Ask Mitch - Shaker Frame & Panel Doors with a No.45

Can a No.45 make a Shaker Frame & Panel Door?

have you ever tried to make a shaker style rail and stile cabinet door with the #45. I think can do it but I need to figure out the steps in the process that would eliminate serious mistakes.
let me know what your thoughts are on the subject.
Mike

Was there a particular shaker style you were hoping to emulate? I'm only familiar with the very simple and plain style, for which the 45 could plough the grooves on the rails and stiles, and cut a rounded corner rebate on the back of the panels (flute to define width, then straight cutter to remove waste).
Mitch


...that is pretty much my thoughts on it also.
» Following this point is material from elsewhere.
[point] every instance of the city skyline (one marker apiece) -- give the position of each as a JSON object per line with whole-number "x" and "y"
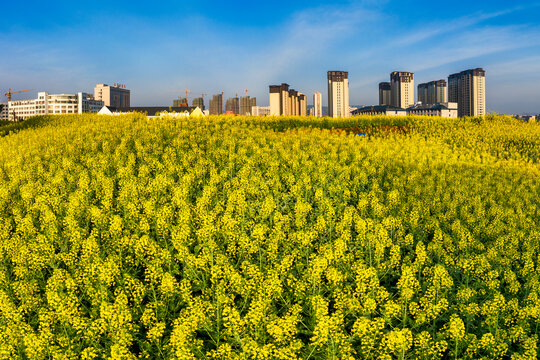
{"x": 155, "y": 49}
MY problem is that I'm just not sure how to approach the tenoned end as yet. I know how to make the tenon but making a "undercut/round" to accommodate the round over on the stile at the corner. I think if I make a stopped groove on the rail the tenon won't show but that would require a square shoulder instead on the rounded shoulder that is usually found on shaker cabinet doors.
I have enclosed a pic ... this is what I want the shape to be like. if I square off the tenon on the rails and remove the same amount from the stile, I think it can be done with a #45.
Mike

I would suggest the mitred joint for the round over detail, which avoids the coped curved undercut. I would also use a longer tenon with a haunch to fill the end of the stiles grooves.
Were you going to use a bead cutter to form the round over?
I would definitely suggest making some test pieces first, but I'm pretty sure you could make a good stab at it with the 45
.
Mitch

I agree with the miter is a good idea, and the haunch as cover. I will need to use a bead cutter ,I don't have any H&Rs yet and no wooden molding planes at all . But I believe if you do the groove first and then the bead it can be done without too much wailing and gnashing of teeth.
Mike

Whether you cut the bead or form the groove first will probably be best determined by some trial attempts. Either way you will be removing material that one of the skates should be riding on, and as such you may need to install a sacrificial packing strip - easier if the groove is done first. I shall wait to hear how you get on!